Issue: March 1999
March 01, 1999
3 min read
Save

Overnight ortho-K study shows promising results with low levels of myopia

Issue: March 1999
You've successfully added to your alerts. You will receive an email when new content is published.

Click Here to Manage Email Alerts

We were unable to process your request. Please try again later. If you continue to have this issue please contact customerservice@slackinc.com.

SAN FRANCISCO — Although not approved by the Food and Drug Administration (FDA) for overnight use, a prospective study of the effects of overnight orthokeratology (ortho-K) lenses was presented at the recent American Academy of Optometry (AAO) meeting here. The ongoing study, which involves eight subjects, comes on the heels of an FDA notification letter cautioning practitioners about the unapproved use of ortho-K lenses for overnight wear.

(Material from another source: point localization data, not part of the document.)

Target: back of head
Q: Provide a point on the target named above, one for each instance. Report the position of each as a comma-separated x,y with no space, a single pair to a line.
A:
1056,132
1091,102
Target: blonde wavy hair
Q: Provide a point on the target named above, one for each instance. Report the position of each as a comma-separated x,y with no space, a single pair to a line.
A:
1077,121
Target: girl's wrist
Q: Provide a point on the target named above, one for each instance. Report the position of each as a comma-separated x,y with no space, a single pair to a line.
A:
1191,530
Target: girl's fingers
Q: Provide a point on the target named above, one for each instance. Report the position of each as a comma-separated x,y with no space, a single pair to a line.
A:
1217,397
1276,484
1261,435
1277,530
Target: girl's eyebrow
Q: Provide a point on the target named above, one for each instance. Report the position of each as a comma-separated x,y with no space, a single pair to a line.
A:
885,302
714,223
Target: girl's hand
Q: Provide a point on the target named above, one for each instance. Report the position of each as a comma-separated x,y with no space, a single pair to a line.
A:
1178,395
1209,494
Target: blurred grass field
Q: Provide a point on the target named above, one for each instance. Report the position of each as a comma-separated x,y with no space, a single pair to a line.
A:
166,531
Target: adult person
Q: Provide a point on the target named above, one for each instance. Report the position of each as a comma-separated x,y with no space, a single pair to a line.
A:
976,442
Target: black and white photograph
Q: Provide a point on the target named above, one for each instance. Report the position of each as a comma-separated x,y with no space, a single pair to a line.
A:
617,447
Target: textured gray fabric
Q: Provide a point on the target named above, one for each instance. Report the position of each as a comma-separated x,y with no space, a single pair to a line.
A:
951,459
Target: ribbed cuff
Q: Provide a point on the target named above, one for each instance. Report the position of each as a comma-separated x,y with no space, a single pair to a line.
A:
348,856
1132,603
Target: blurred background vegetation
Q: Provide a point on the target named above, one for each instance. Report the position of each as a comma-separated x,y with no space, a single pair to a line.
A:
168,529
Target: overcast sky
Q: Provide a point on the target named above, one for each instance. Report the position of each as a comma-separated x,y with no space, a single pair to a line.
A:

This twist on contact lens wear provides yet another option for patients wanting freedom from correctable lenses — at least temporarily — without choosing surgery. Ortho-K, the temporary treatment of refractive error by the application of rigid contact lenses designed to re-shape the cornea, has been practiced in the United States for more than 30 years.

The OK lens from Contex Inc., of Sherman Oaks, Calif., became the first ortho-K lens to receive FDA approval in April of last year. The notification letter the FDA distributed late last year served a dual purpose: to caution practitioners against possible effects of unapproved use of ortho-K lenses as well as to amass further information on these types of lenses for the FDA itself.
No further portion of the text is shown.